You can use it like chomp(fgets(...)), and it returns 1 if it removed a newline, 0 otherwise. Careful, it traverses the whole string, so if you're reading many long lines it might become slow. You still have to check for EOF or error because it doesn't indicate whether the pointer is NULL.

POSIX specifies getline(), so if you're willing to go outside of standard C, you can use that instead of fgets(). You'll still have to erase the delimiter yourself, though.

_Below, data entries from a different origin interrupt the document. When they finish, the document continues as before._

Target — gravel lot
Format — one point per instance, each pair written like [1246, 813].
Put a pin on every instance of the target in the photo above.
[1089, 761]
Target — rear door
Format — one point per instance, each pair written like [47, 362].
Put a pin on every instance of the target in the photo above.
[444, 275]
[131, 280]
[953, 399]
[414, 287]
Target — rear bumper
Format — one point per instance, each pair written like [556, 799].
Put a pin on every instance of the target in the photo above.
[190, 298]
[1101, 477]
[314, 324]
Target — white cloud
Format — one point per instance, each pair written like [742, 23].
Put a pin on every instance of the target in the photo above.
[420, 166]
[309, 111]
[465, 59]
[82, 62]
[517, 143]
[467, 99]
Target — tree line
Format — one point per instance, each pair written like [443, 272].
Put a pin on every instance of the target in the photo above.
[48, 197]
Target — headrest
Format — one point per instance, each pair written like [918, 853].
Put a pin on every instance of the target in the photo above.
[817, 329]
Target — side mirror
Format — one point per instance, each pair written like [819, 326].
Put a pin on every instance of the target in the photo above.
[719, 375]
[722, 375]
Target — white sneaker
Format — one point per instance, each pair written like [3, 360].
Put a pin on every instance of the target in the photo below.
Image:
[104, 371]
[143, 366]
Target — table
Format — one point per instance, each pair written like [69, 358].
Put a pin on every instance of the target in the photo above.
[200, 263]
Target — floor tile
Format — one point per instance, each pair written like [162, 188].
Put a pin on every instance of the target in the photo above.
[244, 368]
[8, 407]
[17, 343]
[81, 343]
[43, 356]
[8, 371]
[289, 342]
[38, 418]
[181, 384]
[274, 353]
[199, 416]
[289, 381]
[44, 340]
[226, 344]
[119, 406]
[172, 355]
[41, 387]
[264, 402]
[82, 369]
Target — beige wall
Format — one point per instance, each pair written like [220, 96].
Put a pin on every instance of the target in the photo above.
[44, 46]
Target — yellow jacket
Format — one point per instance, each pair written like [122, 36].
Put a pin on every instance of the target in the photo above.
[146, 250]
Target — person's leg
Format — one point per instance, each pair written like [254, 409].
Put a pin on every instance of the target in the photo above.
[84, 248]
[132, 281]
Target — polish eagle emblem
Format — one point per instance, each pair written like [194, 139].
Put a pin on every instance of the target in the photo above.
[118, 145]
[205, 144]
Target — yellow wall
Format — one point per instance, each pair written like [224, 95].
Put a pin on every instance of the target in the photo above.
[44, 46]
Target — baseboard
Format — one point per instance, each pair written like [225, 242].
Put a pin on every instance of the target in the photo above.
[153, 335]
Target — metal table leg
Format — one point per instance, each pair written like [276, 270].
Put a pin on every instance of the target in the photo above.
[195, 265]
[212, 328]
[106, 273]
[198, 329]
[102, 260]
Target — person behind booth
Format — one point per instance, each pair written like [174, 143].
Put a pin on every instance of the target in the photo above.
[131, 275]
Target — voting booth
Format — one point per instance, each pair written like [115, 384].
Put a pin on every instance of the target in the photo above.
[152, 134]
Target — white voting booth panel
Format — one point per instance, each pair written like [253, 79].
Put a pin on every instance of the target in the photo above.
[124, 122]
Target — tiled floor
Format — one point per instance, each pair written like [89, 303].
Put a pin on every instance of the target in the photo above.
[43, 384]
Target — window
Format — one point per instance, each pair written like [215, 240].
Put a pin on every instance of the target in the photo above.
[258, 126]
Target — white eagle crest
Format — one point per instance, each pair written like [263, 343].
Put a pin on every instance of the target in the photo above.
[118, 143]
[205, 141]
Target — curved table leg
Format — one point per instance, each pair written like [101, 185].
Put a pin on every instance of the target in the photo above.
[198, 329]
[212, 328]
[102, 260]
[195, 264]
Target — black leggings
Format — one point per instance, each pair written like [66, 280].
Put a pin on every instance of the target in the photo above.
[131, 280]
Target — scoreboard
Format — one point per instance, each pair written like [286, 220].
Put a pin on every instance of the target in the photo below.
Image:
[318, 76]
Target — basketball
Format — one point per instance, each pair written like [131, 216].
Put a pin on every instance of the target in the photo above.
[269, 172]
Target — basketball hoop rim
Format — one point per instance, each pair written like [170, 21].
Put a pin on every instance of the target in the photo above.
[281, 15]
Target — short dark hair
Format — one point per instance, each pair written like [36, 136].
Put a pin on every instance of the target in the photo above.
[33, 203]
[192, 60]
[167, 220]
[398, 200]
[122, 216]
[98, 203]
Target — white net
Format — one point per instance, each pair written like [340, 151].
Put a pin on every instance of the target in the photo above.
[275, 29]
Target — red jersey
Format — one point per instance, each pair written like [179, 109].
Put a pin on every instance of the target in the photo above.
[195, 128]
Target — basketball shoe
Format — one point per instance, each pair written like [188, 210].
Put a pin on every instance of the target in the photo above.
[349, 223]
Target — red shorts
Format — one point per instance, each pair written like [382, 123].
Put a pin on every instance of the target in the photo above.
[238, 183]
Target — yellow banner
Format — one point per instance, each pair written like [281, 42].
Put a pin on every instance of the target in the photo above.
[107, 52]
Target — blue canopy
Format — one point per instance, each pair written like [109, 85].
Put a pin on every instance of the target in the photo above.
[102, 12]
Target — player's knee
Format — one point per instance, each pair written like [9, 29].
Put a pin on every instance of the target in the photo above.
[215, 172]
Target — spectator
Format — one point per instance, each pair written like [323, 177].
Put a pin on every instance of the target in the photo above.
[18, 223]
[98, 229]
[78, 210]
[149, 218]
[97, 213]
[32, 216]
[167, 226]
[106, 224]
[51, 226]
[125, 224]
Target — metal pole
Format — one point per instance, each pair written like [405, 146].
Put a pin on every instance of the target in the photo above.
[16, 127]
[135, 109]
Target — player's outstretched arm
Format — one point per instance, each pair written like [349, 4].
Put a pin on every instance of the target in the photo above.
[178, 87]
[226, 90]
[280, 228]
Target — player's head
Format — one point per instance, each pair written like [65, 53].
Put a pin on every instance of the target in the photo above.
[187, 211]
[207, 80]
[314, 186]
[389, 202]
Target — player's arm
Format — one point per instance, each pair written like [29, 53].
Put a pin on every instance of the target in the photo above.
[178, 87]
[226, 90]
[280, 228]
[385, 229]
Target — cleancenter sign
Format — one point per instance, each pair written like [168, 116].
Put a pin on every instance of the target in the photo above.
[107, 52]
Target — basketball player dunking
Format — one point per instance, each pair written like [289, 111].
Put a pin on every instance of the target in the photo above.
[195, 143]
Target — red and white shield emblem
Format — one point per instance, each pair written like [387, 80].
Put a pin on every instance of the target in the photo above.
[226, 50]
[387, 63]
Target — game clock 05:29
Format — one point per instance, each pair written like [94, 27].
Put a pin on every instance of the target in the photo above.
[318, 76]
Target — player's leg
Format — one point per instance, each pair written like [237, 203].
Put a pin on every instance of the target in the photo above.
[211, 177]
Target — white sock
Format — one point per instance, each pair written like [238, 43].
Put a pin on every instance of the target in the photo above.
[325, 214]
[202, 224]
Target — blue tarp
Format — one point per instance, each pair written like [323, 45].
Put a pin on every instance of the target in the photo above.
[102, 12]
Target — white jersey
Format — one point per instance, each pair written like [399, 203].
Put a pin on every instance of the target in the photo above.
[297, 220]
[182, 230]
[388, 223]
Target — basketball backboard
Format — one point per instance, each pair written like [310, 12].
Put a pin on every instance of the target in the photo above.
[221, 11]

What are you doing with these strings? I find that if I write my input code robustly, I rarely care about trailing newlines. Normally what I do with the result of fgets() is one of the following:
1_ Use strtok() to break it into several smaller strings. This works for CSV files, for instance. Just adding "\n" to the delimiter string fixes the newline "problem".
2_ Use sscanf() to read fields from it. This method is somewhat more flexible in the formats it can accept, but only when you know the format in advance. Except for %c, all the scanf formats skip whitespace, including newlines.
3_ Pick it apart and deal with each character in a loop. In this case you generally want to break the loop when you hit a newline, or just skip it, both of which are easy to put in. And if your parsing functions are to be robust they ought to know how to handle newlines anyway.

I only use chomp() when I'm going to use the whole line verbatim except for the newline, which is unusual.

There is no reason for using gets(). It's been deprecated since forever ago and C11 actually removes it from the library because there is simply no way to use it safely. Don't be tempted by the convenience.